# 2: Cleaning and Profiling

In [1]:
""" Notebook Setup/Imports
"""

# Project path setup
from pathlib import Path
project_dir = Path(__name__).resolve().parents[1]

# Library import
import pandas as pd
import numpy as np
import pandas_profiling

# Print strings as markdown
from IPython.display import Markdown

# Data variables from previous notebook
dataset = pd.read_pickle(Path.joinpath(project_dir, "data/processed/0_data.pickle"))
data_dictionary = pd.read_pickle(Path.joinpath(project_dir, "data/processed/0_data_dictionary.pickle"))
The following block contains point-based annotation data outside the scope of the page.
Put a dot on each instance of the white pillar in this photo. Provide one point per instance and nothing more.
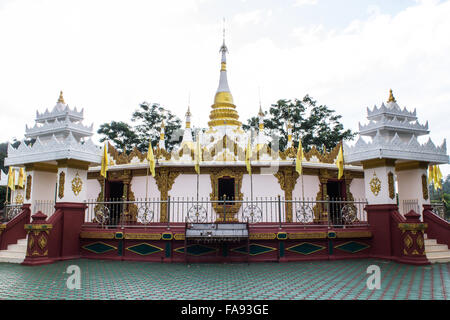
(40, 187)
(412, 186)
(72, 181)
(379, 181)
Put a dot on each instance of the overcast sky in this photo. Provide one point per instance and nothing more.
(109, 56)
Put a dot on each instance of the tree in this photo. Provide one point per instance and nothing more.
(120, 134)
(146, 121)
(149, 119)
(317, 125)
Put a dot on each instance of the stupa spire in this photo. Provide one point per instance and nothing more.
(391, 97)
(61, 98)
(223, 113)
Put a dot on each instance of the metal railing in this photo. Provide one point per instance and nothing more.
(408, 205)
(275, 210)
(45, 206)
(440, 209)
(10, 211)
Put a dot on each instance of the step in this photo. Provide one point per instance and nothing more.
(439, 254)
(439, 260)
(12, 259)
(23, 241)
(12, 254)
(436, 247)
(17, 247)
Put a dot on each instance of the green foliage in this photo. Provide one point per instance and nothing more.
(3, 153)
(317, 125)
(146, 125)
(149, 119)
(120, 134)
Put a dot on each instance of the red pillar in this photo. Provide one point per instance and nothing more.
(72, 215)
(38, 240)
(412, 240)
(379, 219)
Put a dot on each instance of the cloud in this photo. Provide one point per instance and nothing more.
(108, 56)
(299, 3)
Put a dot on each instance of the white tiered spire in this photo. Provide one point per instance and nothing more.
(394, 135)
(60, 122)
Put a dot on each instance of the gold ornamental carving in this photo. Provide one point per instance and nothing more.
(230, 210)
(77, 185)
(62, 181)
(287, 178)
(425, 187)
(391, 185)
(408, 241)
(375, 185)
(18, 199)
(28, 191)
(165, 180)
(420, 241)
(42, 242)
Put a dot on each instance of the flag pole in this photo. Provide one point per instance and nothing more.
(6, 199)
(251, 174)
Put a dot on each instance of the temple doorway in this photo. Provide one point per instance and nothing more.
(226, 188)
(114, 193)
(336, 193)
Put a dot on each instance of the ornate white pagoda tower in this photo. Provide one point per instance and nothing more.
(58, 158)
(395, 149)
## Data Type Validation & Cleaning

In [2]:
""" Get the count for data types in the dataset
"""
d = dataset.dtypes
dataset.get_dtype_counts()

bool         4
float64    314
object       9
dtype: int64

In [3]:
""" Find columns as strings or other objects
"""
object_columns = d[d == 'object'].index.to_list()
print(object_columns)

['2010 Census Population', 'Population Estimate, 2011', 'Population Estimate, 2012', 'Population Estimate, 2013', 'Population Estimate, 2014', 'Population Estimate, 2015', 'Population Estimate, 2016', 'School Breakfast Program participants FY 2011', 'School Breakfast Program participants, FY 2012']


In [4]:
""" Parse objects to float
"""
for column in object_columns:
    sub = dataset[column].str.replace(",","").str.replace("-","").str.strip().apply(lambda x: np.nan if x == "" else x)
    dataset[column] = sub.astype(float)

In [5]:
""" Check types
"""
dataset.get_dtype_counts()

bool         4
float64    323
dtype: int64

In [6]:
""" Save the cleaned data
"""
dataset.to_pickle(Path.joinpath(project_dir, "data/processed/1_data.pickle"))
data_dictionary.to_pickle(Path.joinpath(project_dir, "data/processed/1_data_dictionary.pickle"))

In [7]:
""" Create the data profile object and save it to an HTML file
"""
profile = pandas_profiling.ProfileReport(dataset, check_recoded=True)
profile.to_file(outputfile="../docs/_static/profile.html")

## Variable Selection

In [15]:
""" Create a list of rejected variables with > .975 correlation from the profile analysis
"""
rejected_variables = profile.get_rejected_variables(.975)

In [16]:
rejected_variables

['BERRY_ACRES12',
 'BERRY_ACRESPTH12',
 'CONVS14',
 'Child and Adult Care participants, FY 2012',
 'Child and Adult Care participants, FY 2013',
 'Child and Adult Care participants, FY 2014',
 'Child and Adult Care participants, FY 2015',
 'Child and Adult Care particpants FY 2011',
 'FFR14',
 'FMRKT_BAKED16',
 'FMRKT_OTHERFOOD16',
 'FOOD_TAX14',
 'FRESHVEG_ACRES12',
 'FSR14',
 'GROC14',
 'LACCESS_CHILD15',
 'LACCESS_LOWI15',
 'LACCESS_POP15',
 'LACCESS_SENIORS15',
 'National School Lunch Program participants FY 2011',
 'National School Lunch Program participants, FY 2012',
 'National School Lunch Program participants, FY 2013',
 'National School Lunch Program participants, FY 2014',
 'National School Lunch Program participants, FY 2015',
 'ORCHARD_ACRES12',
 'ORCHARD_FARMS12',
 'PCH_BERRY_ACRESPTH_07_12',
 'PCH_CONVSPTH_09_14',
 'PCH_FFRPTH_09_14',
 'PCH_FMRKTPTH_09_16',
 'PCH_FRESHVEG_ACRESPTH_07_12',
 'PCH_FSRPTH_09_14',
 'PCH_GHVEG_SQFTPTH_07_12',
 'PCH_GROCPTH_09_14',
 'PCH_LACCES